Many people experience itchy skin, rashes, skin nodules, and vision impairment. If left untreated, the severe itching can lead to lesions and bacterial infections causing skin to become rough and coarse with patchy depigmentation. Vision impairment occurs after many years of severe infection and therefore is usually only present in individuals over the age of 30. Inflammation caused by the microfilariae dying in the eye results in small opaque spots on the cornea. If left untreated, the cornea becomes permanently cloudy and all the anatomical parts of the eye, including the optic nerve, are damaged, leading to irreversible blindness.
Getting to the END:
Once diagnosed, the safe, fast-acting, and effective treatment is ivermectin (Mectizan®). Community treatment is on an annual basis and usually continues for 10-15 years, the life cycle of the adult worm, to ensure that all the microfilariae in circulation and being produced by the adult worm are killed.

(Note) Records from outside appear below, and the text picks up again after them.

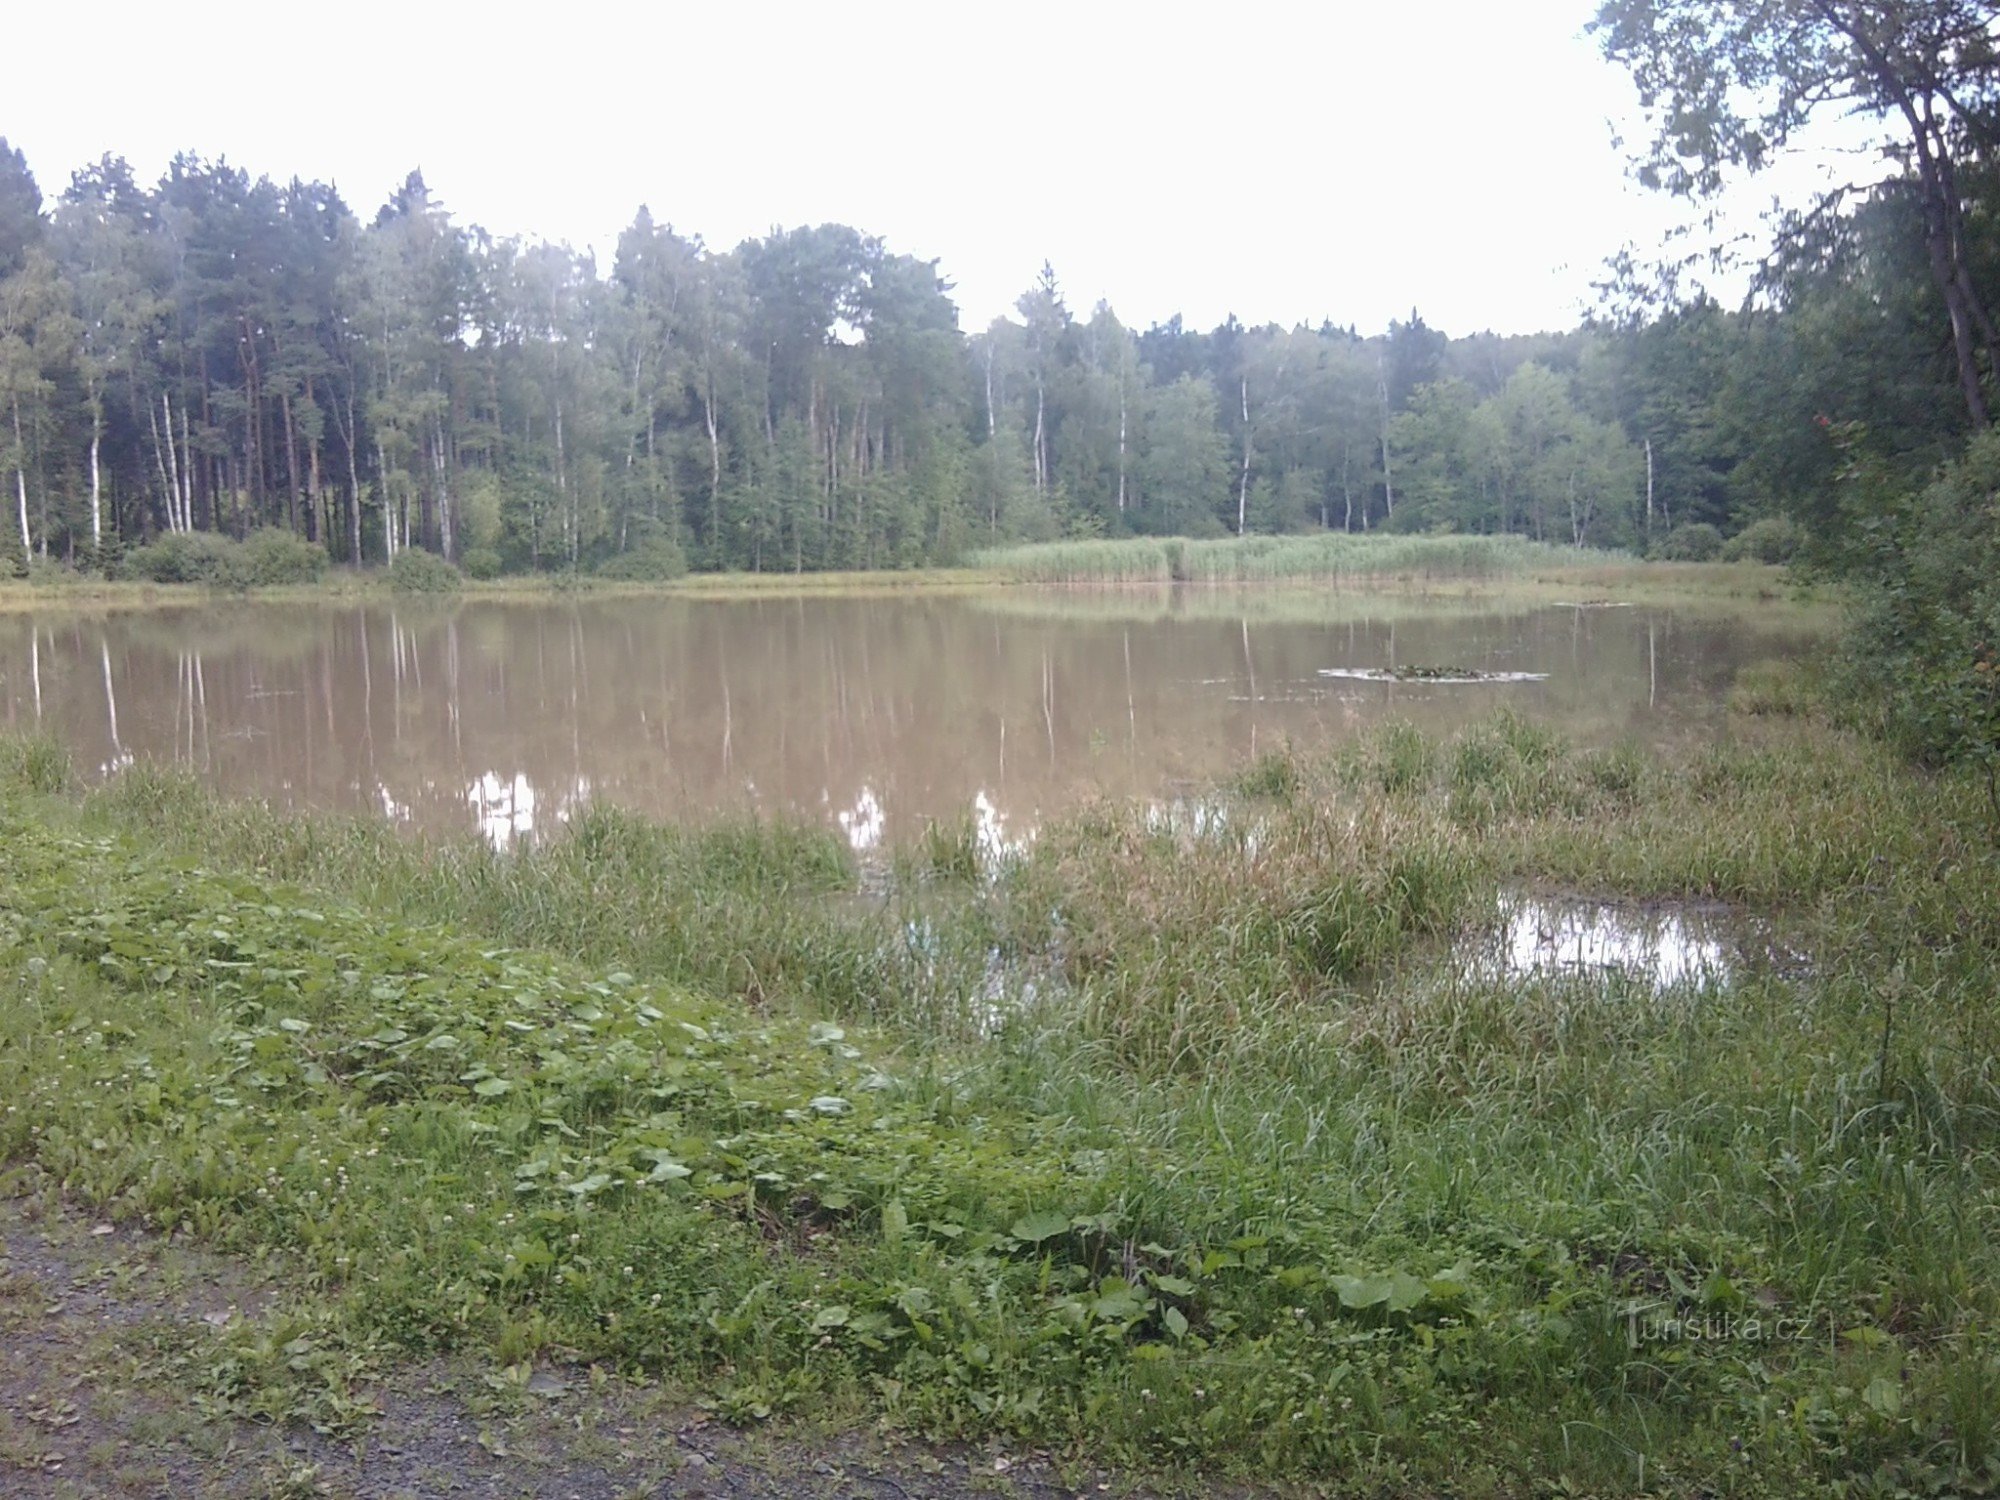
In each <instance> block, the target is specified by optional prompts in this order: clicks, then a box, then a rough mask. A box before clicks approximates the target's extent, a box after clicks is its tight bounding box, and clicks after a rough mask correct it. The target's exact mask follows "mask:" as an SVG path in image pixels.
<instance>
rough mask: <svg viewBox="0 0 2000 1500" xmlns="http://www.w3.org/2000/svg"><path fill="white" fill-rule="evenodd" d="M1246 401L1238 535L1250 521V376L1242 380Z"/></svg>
mask: <svg viewBox="0 0 2000 1500" xmlns="http://www.w3.org/2000/svg"><path fill="white" fill-rule="evenodd" d="M1242 400H1244V470H1242V476H1240V478H1238V482H1236V534H1238V536H1242V534H1244V526H1246V524H1248V520H1250V376H1244V378H1242Z"/></svg>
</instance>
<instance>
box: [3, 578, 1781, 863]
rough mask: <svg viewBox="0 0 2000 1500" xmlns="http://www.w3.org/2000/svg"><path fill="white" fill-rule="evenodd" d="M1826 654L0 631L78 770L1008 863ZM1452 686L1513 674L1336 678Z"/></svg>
mask: <svg viewBox="0 0 2000 1500" xmlns="http://www.w3.org/2000/svg"><path fill="white" fill-rule="evenodd" d="M1806 644H1808V632H1806V628H1804V626H1802V624H1800V622H1798V620H1796V618H1788V616H1786V614H1784V612H1782V610H1774V608H1770V606H1746V608H1744V610H1738V612H1730V610H1720V612H1718V610H1716V608H1712V606H1704V608H1698V610H1668V608H1622V610H1586V608H1546V606H1542V608H1500V606H1494V604H1484V606H1466V604H1452V602H1422V600H1408V598H1394V596H1366V594H1364V596H1328V594H1280V592H1272V590H1264V592H1254V594H1224V592H1214V590H1208V592H1204V590H1192V588H1182V590H1158V592H1152V590H1146V592H1136V594H1114V596H1078V594H1074V592H1038V590H1022V588H1014V590H1002V592H994V594H950V596H944V594H932V596H922V594H918V596H890V598H824V596H822V598H752V600H698V598H666V600H632V598H626V600H584V602H548V600H538V602H484V600H468V602H464V604H458V606H442V608H440V606H428V608H412V606H390V604H368V606H300V604H282V606H280V604H228V606H214V608H172V610H156V612H114V614H102V616H92V614H80V612H50V614H42V616H6V618H0V724H4V726H6V728H8V730H10V732H34V730H42V732H52V734H56V736H58V738H62V740H64V742H66V744H68V746H70V750H72V752H74V756H76V760H78V764H80V766H84V768H86V770H88V772H90V774H96V776H112V774H116V772H118V770H122V768H126V766H130V764H134V762H156V764H178V766H190V768H194V770H196V772H198V774H200V776H202V778H206V780H208V782H210V784H214V786H216V788H220V790H224V792H230V794H252V796H264V798H270V800H272V802H276V804H280V806H310V808H334V810H350V812H368V814H376V816H382V818H390V820H394V822H398V824H410V826H422V828H436V830H480V832H484V834H486V836H488V838H492V840H496V842H510V840H514V838H522V836H538V834H544V832H548V830H552V828H558V826H560V824H562V822H564V820H566V818H568V816H570V814H572V812H574V810H576V808H578V806H582V804H584V802H588V800H592V798H608V800H612V802H616V804H620V806H628V808H634V810H638V812H646V814H652V816H662V818H690V816H712V814H716V812H740V810H756V812H764V814H786V816H806V818H814V820H824V822H826V824H828V826H832V828H838V830H840V832H842V834H844V836H846V838H848V840H850V842H852V844H854V846H856V848H860V850H868V848H878V846H886V844H894V842H898V840H904V838H910V836H914V834H920V832H922V828H924V826H926V822H930V820H954V822H958V820H972V822H974V826H976V828H978V838H980V842H982V846H992V848H1008V846H1012V844H1016V842H1018V840H1024V838H1028V836H1032V832H1034V828H1036V826H1038V824H1040V822H1042V820H1044V818H1048V816H1050V814H1054V812H1058V810H1064V808H1072V806H1076V804H1080V802H1086V800H1090V798H1098V796H1112V798H1138V800H1144V802H1148V804H1160V806H1162V808H1168V810H1170V808H1174V806H1176V802H1180V800H1186V798H1188V796H1190V794H1198V792H1200V790H1204V788H1206V786H1210V784H1212V782H1214V780H1218V778H1222V776H1228V774H1232V772H1234V770H1240V768H1242V766H1246V764H1248V762H1250V760H1252V758H1256V756H1258V754H1260V752H1266V750H1274V748H1278V746H1282V744H1286V742H1292V744H1296V746H1318V744H1326V742H1334V740H1342V738H1348V736H1354V734H1358V732H1362V730H1366V728H1368V726H1372V724H1378V722H1382V720H1388V718H1404V720H1410V722H1414V724H1418V726H1422V728H1430V730H1450V728H1456V726H1462V724H1466V722H1470V720H1478V718H1484V716H1490V714H1492V712H1494V710H1496V708H1498V706H1502V704H1508V706H1512V708H1516V710H1518V712H1522V714H1528V716H1534V718H1544V720H1554V722H1560V724H1562V726H1566V728H1568V730H1572V732H1574V734H1578V736H1582V738H1586V740H1596V742H1608V740H1618V738H1640V740H1648V742H1654V740H1664V738H1672V736H1684V734H1708V732H1714V726H1716V724H1718V722H1720V710H1722V700H1724V694H1726V692H1728V686H1730V682H1732V680H1734V676H1736V672H1738V670H1740V668H1742V666H1746V664H1750V662H1756V660H1764V658H1772V656H1788V654H1796V652H1800V650H1804V646H1806ZM1390 666H1460V668H1472V670H1478V672H1492V674H1518V676H1520V678H1530V680H1510V682H1472V684H1448V682H1372V680H1360V678H1354V676H1326V674H1328V672H1366V670H1370V668H1374V670H1380V668H1390Z"/></svg>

In 1987 the pharmaceutical company Merck & Co. announced the creation of the Mectizan Donation Program to donate tablets for river blindness control to all who needed it, for as long as needed. Sustainable, community-led mass drug administration of ivermectin is currently the primary control strategy for the disease. The WHO’s goal to eliminate river blindness is 2030.
River blindness in history:
The risk of blindness due to the disease in West Africa used to affect up to 50% of adults. Entire communities abandoned their fertile river valleys, leading to higher levels of poverty and famine.